Following “The June 4th Incident,” the “Blood is Thicker than Water” section immediately transitions to “Hong Kong fundraising for flood victims in mainland China.” This section plays the dual role of once again reinforcing the amicability of Hong Kong-mainland relations and of smoothing over any tensions generated by the preceding Tiananmen segment. A New York Times article reflects the sentiment of many Hong Kongers at the time. The article reports:

The last time there was a fund-raising campaign in Hong Kong that could even be compared to the current frenzy occurred very much without Beijing's consent.

It was in the spring of 1989, in support of China's democracy movement. Many of the same people who solicited contributions for students calling for the ouster of Prime Minister Li Peng are now raising even greater sums to help bail out his government.

"It's practically the same thing to me," said John Sham, a film producer who helped plan a celebrity concert in support of the democracy movement and is now involved in the planning of a seven-hour concert to raise money for the flood victims."When I raised money for the movement, I was doing it for the benefit of my own country people. Now they are in agony." (Zuckerman)

It is this bond between Hong Kongers and their “own country people” that the video capitalizes on. It seems as if the video is trying to say that outrage against the central government over Tiananmen has not changed the Hong Kong people’s connection to the mainland. 
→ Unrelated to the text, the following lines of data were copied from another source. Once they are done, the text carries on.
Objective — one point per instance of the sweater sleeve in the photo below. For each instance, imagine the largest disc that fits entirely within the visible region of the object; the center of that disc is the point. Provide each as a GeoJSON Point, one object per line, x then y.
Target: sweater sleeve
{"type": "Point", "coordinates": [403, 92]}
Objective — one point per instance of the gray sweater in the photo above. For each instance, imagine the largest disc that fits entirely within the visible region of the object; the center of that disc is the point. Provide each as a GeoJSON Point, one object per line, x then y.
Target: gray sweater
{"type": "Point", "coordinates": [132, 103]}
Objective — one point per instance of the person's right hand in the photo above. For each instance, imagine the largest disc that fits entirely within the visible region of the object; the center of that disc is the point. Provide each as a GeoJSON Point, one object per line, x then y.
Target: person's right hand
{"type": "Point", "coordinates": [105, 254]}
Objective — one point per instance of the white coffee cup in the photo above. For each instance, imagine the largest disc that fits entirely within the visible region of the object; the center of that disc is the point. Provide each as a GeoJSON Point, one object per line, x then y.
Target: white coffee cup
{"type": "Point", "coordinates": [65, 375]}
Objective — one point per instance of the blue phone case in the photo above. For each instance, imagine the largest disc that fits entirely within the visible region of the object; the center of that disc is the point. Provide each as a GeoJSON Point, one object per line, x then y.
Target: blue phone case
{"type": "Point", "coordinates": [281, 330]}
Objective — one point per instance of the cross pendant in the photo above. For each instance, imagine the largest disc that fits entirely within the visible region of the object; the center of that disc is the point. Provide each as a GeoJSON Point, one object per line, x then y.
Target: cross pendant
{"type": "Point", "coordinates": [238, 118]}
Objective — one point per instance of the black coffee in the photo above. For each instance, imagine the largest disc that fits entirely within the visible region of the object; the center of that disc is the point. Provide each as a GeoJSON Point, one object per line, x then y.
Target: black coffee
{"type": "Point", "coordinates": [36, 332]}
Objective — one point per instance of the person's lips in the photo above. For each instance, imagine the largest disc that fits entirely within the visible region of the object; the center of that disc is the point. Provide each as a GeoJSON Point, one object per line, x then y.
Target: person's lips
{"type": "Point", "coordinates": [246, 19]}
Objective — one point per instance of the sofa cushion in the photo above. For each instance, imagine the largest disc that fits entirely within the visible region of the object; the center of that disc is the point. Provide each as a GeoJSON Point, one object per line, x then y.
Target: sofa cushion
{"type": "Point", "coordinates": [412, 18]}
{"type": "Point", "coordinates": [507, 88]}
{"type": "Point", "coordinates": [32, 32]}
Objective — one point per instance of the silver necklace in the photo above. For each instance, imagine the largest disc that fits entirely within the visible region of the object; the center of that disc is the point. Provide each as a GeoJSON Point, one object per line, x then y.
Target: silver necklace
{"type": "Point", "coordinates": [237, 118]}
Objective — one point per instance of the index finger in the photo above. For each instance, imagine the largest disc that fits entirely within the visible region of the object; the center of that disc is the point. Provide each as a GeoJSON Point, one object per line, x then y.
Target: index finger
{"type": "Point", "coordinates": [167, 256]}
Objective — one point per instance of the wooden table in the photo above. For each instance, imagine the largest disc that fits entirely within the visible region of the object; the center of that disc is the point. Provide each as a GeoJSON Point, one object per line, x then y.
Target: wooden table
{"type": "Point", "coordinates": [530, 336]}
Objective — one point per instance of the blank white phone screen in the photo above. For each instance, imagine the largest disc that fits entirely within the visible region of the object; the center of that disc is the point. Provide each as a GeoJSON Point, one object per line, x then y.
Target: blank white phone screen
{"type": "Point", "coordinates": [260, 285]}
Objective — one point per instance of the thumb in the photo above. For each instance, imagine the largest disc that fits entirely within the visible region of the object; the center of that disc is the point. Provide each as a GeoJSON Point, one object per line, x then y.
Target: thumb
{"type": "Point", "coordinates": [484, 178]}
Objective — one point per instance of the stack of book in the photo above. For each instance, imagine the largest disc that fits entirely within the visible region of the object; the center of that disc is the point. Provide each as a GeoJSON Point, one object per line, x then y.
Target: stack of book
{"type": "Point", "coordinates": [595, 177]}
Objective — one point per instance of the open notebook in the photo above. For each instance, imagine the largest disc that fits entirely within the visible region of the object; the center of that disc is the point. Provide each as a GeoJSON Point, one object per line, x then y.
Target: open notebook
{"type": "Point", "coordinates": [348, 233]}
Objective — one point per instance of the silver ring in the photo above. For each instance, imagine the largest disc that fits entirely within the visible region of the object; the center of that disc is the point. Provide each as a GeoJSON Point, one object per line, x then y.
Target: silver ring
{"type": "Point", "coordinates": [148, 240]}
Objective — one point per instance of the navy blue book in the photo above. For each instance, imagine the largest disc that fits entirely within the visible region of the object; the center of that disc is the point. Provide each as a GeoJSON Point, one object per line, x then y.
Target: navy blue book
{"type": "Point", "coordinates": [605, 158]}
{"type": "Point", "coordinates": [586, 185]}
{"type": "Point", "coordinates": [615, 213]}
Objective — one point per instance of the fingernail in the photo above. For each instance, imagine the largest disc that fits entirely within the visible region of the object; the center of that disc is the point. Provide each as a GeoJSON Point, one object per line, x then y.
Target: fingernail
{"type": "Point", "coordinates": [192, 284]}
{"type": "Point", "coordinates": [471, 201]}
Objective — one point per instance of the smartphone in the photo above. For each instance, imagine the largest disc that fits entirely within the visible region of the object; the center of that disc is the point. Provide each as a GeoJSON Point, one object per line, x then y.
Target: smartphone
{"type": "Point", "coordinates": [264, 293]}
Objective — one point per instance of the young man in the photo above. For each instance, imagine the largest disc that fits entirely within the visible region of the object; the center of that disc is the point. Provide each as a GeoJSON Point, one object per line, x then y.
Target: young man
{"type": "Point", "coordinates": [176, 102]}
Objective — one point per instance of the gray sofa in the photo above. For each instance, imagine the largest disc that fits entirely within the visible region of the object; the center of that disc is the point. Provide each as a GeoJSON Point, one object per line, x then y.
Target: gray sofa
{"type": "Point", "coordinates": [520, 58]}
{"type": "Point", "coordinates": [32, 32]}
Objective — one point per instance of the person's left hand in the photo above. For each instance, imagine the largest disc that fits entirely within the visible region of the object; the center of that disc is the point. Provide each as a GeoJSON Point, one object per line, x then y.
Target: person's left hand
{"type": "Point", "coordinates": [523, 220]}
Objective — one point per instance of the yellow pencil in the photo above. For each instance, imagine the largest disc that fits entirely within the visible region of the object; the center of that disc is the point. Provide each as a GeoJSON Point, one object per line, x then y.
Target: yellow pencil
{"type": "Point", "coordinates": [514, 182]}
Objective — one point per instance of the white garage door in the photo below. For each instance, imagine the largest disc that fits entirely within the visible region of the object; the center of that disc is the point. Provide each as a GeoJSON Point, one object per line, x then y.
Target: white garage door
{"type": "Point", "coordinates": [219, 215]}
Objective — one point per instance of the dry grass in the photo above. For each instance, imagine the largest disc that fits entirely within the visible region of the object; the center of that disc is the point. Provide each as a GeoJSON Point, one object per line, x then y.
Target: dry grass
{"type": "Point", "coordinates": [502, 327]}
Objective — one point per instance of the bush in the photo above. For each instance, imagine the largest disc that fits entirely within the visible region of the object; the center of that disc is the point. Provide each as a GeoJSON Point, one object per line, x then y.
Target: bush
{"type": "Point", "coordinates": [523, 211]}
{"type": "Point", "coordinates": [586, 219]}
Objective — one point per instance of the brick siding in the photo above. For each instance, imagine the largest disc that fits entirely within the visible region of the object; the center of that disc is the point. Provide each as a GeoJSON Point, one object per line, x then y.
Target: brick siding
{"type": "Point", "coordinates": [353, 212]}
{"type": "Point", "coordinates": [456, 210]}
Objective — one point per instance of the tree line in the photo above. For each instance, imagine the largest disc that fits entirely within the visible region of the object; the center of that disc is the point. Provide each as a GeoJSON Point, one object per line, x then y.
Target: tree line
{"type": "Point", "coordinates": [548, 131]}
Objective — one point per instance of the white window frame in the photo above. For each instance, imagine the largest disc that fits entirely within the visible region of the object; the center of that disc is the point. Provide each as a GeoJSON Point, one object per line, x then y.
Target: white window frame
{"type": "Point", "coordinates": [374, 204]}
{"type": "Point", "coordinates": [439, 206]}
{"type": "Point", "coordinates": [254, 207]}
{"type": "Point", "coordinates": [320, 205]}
Finally, after covering the past hundred or so years of history, the video at last arrives at the handover. While the song “Tomorrow Will Be Better” (明天会更好) plays in the background, a video segment titled “Preparation” covers the passing of Hong Kong’s Basic Law and the establishment of its provisional legislative council and chief-executive position. A segment of footage entitled “A Better Hong Kong” follows while the song continues to play. With “Tomorrow Will Be Better” in the background, scenes of Hong Kong’s Ocean Park theme park, Repulse Bay, Big Buddha, the convention center, Victoria Harbor lights, children playing ball, and elderly people exercising in the park come into view. 

The video then transitions into footage of the handover ceremony. The camera cuts to a close-up of Jiang Zemin at the podium (the same one replicated in the theater) declaring, “The Special Administrative Region of Hong Kong is officially founded. This is a significant event for the people of China and a victory in maintaining world peace and justice” (HKHM). Afterwards, post-handover-ceremony fireworks blooming over Victoria Harbor and some last renditions of “Tomorrow Will Be Better” bring the video to close. 

The video legitimizes the handover of Hong Kong with segments such as “Fifty Years Unchanged” (images of horse racing and the stock exchange) and the vacation-ad like footage of Hong Kong’s glamorous modernization (the Convention Center, Victoria Harbor, Ocean Park), its cultural relics (Big Buddha), and its colorful local life (Hong Kongers playing in the park). The message, as the background music suggests, is that tomorrow under Chinese sovereignty, Hong Kong will be even better.